This blog is a follow-up to an earlier blog (from this year) that discussed signing your IEP document.
The IEP meeting (one which determines the Individualized Educational Program for a child with a disability) can be a long and exhausting meeting.
In this blog, Iʼm not going to go into the meeting itself, but instead Iʼm going to clarify some previous advice I laid out in the first blog.
First and foremost, is any of my advice good for all states?
My advice is always regarding the State of California only. It is the state which I reside and which my son has lived in his entire life. He has only lived in California and all of his IEPʼs have been in this state only.
By spelling this out, I mean that all of my advice pertains specifically to California. If I give out any advice, please make sure you check the rules/regulations/laws of your state. My advice may not apply.
And, what is my advice regarding IEPʼs?
First, that each state has separate guidelines as to the interpretation and implementation of IEPs.
Again, and I canʼt stress this enough, you will need to contact your own state’s public education system for the specific details.
Why does this matter?
I did some research and found this tidbit:
“Parents of children with IEPs report a wide range of success/failure in their interactions with the school systems. Some children get fantastic educational helps without even having an IEP in place; some children get disappointing help even with an IEP. As a parent, you should be aware of your child’s legal rights and the potentials of an IEP so that you can be a good advocate for your child.”
And, it all boils down to which state you live in.
Now, about my previous blog…
Earlier this year, I wrote a blog about not signing your IEP. In that blog, I did not clearly state that my experiences and advice about not signing an IEP are #1) my opinion based on my own experiences, #2) in regards only to the State of California.
Why is this important?
Because as Iʼve said now a bunch of times, each state has different rules/regulations/laws.
Now, with that being said, let me re-tread some information from my previous blog:
In California, and in my experience, I do not sign my sonʼs IEP at the end of the IEP meeting.
My husband and I take it home and review it the next day or later that night. We have even sent it to our friends who write IEPʼs for a living and asked them to review it for us.
Then, we sign it and return it within 2-3 business days.
If, for some reason, we ever disputed the IEP and decided against signing it, the rule is—in the State of California—the old IEP will remain in effect until any dispute is settled and the new/revised IEP is signed.
Here is some more research regarding the State of Californiaʼs IEP process:
“Someone from the school system will be assigned to carry out and monitor each phase of the IEP. A written copy of the IEP must be given to the parents who must agree to the recommendations, either completely or partially, or it is not valid. If the IEP does not seem complete or accurate, parents can appeal the results through a process known as Fair Hearing. The school district must provide information on this process if it is requested.”
Is that everything I wanted to clarify?
I strongly stand by my previous advice (no matter what state you reside in) that you take the IEP home with you and review it post-meeting.

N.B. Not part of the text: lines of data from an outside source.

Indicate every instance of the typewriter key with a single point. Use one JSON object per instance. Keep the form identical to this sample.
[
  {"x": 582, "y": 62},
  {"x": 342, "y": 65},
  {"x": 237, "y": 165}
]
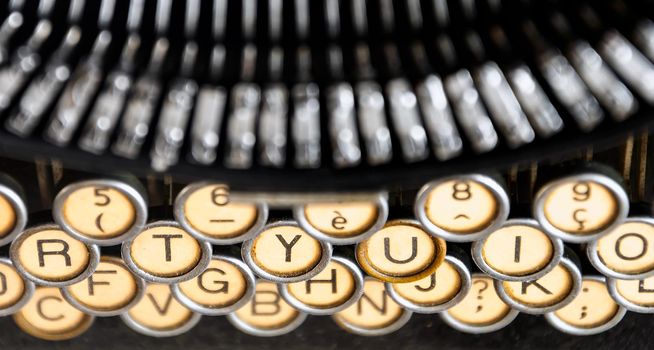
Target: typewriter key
[
  {"x": 48, "y": 256},
  {"x": 581, "y": 207},
  {"x": 48, "y": 316},
  {"x": 335, "y": 288},
  {"x": 375, "y": 313},
  {"x": 441, "y": 290},
  {"x": 518, "y": 251},
  {"x": 592, "y": 311},
  {"x": 104, "y": 212},
  {"x": 284, "y": 253},
  {"x": 111, "y": 290},
  {"x": 463, "y": 208},
  {"x": 158, "y": 314},
  {"x": 13, "y": 212},
  {"x": 266, "y": 314},
  {"x": 400, "y": 252},
  {"x": 626, "y": 252},
  {"x": 15, "y": 291},
  {"x": 342, "y": 222},
  {"x": 206, "y": 211},
  {"x": 634, "y": 295},
  {"x": 225, "y": 286},
  {"x": 164, "y": 253},
  {"x": 481, "y": 310},
  {"x": 548, "y": 293}
]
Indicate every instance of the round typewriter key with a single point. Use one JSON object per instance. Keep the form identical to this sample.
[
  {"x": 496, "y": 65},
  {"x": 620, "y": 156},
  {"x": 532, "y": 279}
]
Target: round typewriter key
[
  {"x": 548, "y": 293},
  {"x": 266, "y": 314},
  {"x": 49, "y": 316},
  {"x": 159, "y": 314},
  {"x": 285, "y": 253},
  {"x": 627, "y": 252},
  {"x": 481, "y": 311},
  {"x": 581, "y": 207},
  {"x": 592, "y": 311},
  {"x": 437, "y": 292},
  {"x": 48, "y": 256},
  {"x": 111, "y": 290},
  {"x": 13, "y": 212},
  {"x": 206, "y": 211},
  {"x": 14, "y": 290},
  {"x": 335, "y": 288},
  {"x": 400, "y": 252},
  {"x": 375, "y": 313},
  {"x": 634, "y": 295},
  {"x": 164, "y": 253},
  {"x": 342, "y": 222},
  {"x": 463, "y": 208},
  {"x": 517, "y": 251},
  {"x": 104, "y": 212},
  {"x": 223, "y": 287}
]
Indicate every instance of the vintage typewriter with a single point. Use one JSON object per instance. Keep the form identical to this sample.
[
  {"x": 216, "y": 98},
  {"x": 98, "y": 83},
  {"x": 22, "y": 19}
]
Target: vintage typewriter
[{"x": 326, "y": 173}]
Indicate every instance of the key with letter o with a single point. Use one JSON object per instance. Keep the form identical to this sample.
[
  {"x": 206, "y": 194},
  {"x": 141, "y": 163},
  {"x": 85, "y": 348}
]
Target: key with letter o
[
  {"x": 343, "y": 222},
  {"x": 266, "y": 314},
  {"x": 165, "y": 253},
  {"x": 517, "y": 251},
  {"x": 481, "y": 311},
  {"x": 593, "y": 310},
  {"x": 15, "y": 291},
  {"x": 111, "y": 290},
  {"x": 462, "y": 208},
  {"x": 548, "y": 293},
  {"x": 49, "y": 316},
  {"x": 207, "y": 212},
  {"x": 283, "y": 252},
  {"x": 581, "y": 207},
  {"x": 49, "y": 256},
  {"x": 375, "y": 313},
  {"x": 223, "y": 287},
  {"x": 627, "y": 252},
  {"x": 335, "y": 288},
  {"x": 159, "y": 314},
  {"x": 101, "y": 211},
  {"x": 437, "y": 292},
  {"x": 400, "y": 252}
]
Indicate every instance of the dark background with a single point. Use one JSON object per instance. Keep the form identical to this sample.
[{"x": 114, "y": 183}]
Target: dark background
[{"x": 422, "y": 332}]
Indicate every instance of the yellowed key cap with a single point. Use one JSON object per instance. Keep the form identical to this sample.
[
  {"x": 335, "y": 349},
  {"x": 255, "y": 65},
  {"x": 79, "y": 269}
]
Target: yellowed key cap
[
  {"x": 375, "y": 313},
  {"x": 49, "y": 256},
  {"x": 111, "y": 290},
  {"x": 441, "y": 290},
  {"x": 592, "y": 311},
  {"x": 223, "y": 287},
  {"x": 548, "y": 293},
  {"x": 206, "y": 211},
  {"x": 627, "y": 252},
  {"x": 517, "y": 251},
  {"x": 581, "y": 207},
  {"x": 165, "y": 253},
  {"x": 49, "y": 316},
  {"x": 400, "y": 252},
  {"x": 159, "y": 314},
  {"x": 100, "y": 211},
  {"x": 335, "y": 288},
  {"x": 15, "y": 291},
  {"x": 634, "y": 295},
  {"x": 462, "y": 208},
  {"x": 343, "y": 222},
  {"x": 266, "y": 314},
  {"x": 283, "y": 252},
  {"x": 481, "y": 310}
]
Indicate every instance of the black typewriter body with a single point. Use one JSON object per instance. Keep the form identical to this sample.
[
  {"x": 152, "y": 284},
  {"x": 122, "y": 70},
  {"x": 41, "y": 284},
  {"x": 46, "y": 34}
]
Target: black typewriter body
[{"x": 325, "y": 174}]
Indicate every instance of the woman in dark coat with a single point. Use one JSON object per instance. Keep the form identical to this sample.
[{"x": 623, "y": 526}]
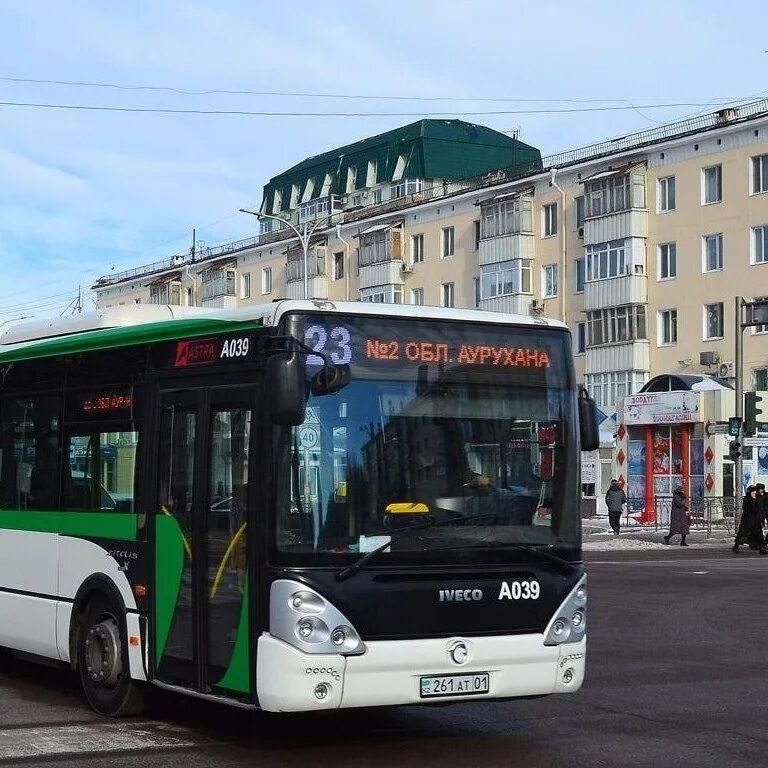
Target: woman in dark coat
[
  {"x": 678, "y": 518},
  {"x": 750, "y": 522}
]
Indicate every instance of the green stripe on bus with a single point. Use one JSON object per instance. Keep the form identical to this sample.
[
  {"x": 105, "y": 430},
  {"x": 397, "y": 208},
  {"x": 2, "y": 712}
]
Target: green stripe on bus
[
  {"x": 125, "y": 336},
  {"x": 85, "y": 524},
  {"x": 169, "y": 564},
  {"x": 238, "y": 674}
]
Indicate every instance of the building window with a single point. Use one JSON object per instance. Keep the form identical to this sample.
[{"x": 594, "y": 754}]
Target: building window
[
  {"x": 712, "y": 184},
  {"x": 338, "y": 265},
  {"x": 580, "y": 206},
  {"x": 581, "y": 338},
  {"x": 667, "y": 261},
  {"x": 713, "y": 321},
  {"x": 447, "y": 295},
  {"x": 549, "y": 220},
  {"x": 607, "y": 388},
  {"x": 667, "y": 326},
  {"x": 266, "y": 280},
  {"x": 580, "y": 275},
  {"x": 760, "y": 328},
  {"x": 760, "y": 244},
  {"x": 507, "y": 217},
  {"x": 760, "y": 378},
  {"x": 611, "y": 195},
  {"x": 549, "y": 280},
  {"x": 759, "y": 174},
  {"x": 505, "y": 278},
  {"x": 447, "y": 237},
  {"x": 616, "y": 325},
  {"x": 713, "y": 253},
  {"x": 417, "y": 249},
  {"x": 606, "y": 260},
  {"x": 667, "y": 194}
]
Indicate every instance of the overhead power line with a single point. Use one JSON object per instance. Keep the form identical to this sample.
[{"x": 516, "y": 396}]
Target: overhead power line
[
  {"x": 306, "y": 94},
  {"x": 270, "y": 113}
]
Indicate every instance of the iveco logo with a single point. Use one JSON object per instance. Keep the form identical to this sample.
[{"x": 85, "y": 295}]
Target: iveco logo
[{"x": 459, "y": 595}]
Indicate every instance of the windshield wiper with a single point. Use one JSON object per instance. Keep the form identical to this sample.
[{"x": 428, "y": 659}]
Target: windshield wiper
[
  {"x": 359, "y": 564},
  {"x": 536, "y": 548}
]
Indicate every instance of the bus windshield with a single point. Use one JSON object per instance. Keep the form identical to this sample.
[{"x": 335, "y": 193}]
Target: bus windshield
[{"x": 466, "y": 432}]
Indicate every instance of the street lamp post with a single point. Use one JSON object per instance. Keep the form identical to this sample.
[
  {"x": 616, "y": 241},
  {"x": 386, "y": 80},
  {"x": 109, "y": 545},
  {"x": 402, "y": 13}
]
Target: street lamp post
[{"x": 304, "y": 238}]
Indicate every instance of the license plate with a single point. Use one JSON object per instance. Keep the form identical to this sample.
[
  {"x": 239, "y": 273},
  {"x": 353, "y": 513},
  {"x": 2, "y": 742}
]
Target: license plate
[{"x": 454, "y": 685}]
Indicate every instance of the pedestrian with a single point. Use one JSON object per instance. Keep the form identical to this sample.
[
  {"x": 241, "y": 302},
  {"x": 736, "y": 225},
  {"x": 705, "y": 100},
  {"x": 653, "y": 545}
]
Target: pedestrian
[
  {"x": 615, "y": 499},
  {"x": 679, "y": 520},
  {"x": 750, "y": 522}
]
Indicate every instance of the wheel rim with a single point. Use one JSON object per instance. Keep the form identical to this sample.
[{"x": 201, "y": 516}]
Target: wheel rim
[{"x": 103, "y": 653}]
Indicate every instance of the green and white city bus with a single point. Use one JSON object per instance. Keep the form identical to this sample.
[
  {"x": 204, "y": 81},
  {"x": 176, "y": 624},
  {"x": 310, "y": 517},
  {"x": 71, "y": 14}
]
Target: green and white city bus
[{"x": 297, "y": 506}]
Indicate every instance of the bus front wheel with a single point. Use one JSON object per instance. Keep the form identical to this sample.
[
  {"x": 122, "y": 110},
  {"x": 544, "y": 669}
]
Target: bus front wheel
[{"x": 102, "y": 660}]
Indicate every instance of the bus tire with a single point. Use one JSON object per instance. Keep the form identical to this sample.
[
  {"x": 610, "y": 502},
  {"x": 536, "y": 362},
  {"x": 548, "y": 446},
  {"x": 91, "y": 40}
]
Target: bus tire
[{"x": 102, "y": 661}]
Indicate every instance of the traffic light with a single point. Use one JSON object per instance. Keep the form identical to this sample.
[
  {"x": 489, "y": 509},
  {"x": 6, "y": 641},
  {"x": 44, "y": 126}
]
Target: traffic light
[{"x": 751, "y": 412}]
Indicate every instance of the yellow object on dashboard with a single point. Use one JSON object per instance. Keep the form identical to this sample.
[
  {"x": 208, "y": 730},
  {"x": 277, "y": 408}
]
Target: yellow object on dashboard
[{"x": 407, "y": 508}]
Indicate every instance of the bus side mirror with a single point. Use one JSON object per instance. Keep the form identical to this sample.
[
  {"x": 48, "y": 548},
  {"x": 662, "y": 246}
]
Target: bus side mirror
[
  {"x": 588, "y": 426},
  {"x": 286, "y": 387},
  {"x": 330, "y": 379}
]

An IEP meeting is exhausting. My advice is go home, read the IEP at home, confer with your advisors, get fresh eyes on it, and then sign it if you feel it is acceptable.
Return it within a reasonable time frame.
However, remember that different states have different rules/regulations/laws about how long you can go without signing your IEP and/or how long you can keep it in our possession. For example, there might be a deadline imposed for you to return a signed IEP (like two weeks). Check with an authority who knows your particular state rules/regulations/laws if you want to take it home with you.
Additionally, here is a bit more information from my home state of California:
In California, parents and students who are 18 and over have certain rights pertaining to special education, including the right to:
- Request special education, initiating the IEP process
- Participate in the development of the IEP
- Be informed of all options and alternatives, including non-public as well as public programs
- Receive prior written notice when the school district initiates or refuses to initiate the IEP process, or makes any changes in special education assessment or placement
- Consent or refuse consent to assessment, implementation of special education services, and any changes to special education services
- Have an interpreter present during IEP meetings, if deaf or not a native English speaker
- Assessment methods which are not culturally biased or discriminatory
- Independent educational assessment at public expense if you disagree with the assessment conducted by the school district
- Inspect, review, and obtain copies of your child’s educational records
- Keep your child in his current placement for the duration of any dispute with the district regarding a change in placement
- A Due Process hearing when needed if you feel that your child is not receiving FAPE
- Mediation in place of or prior to a due process hearing; mediation cannot be used to delay your right to a due process hearing
- File a complaint with the California Department of Education against your school district if you believe it is in violation of the law; the Department must investigate and issue a written report within 60 days
- Be informed of discipline and alternative placement; your child cannot be denied FAPE for disciplinary reasons
Iʼm covering this topic again because itʼs important.
I want to be clear. But, most of all, I need to emphasize that all of my experiences are based in one state, California. Please make sure you understand what the requirements of your particular state.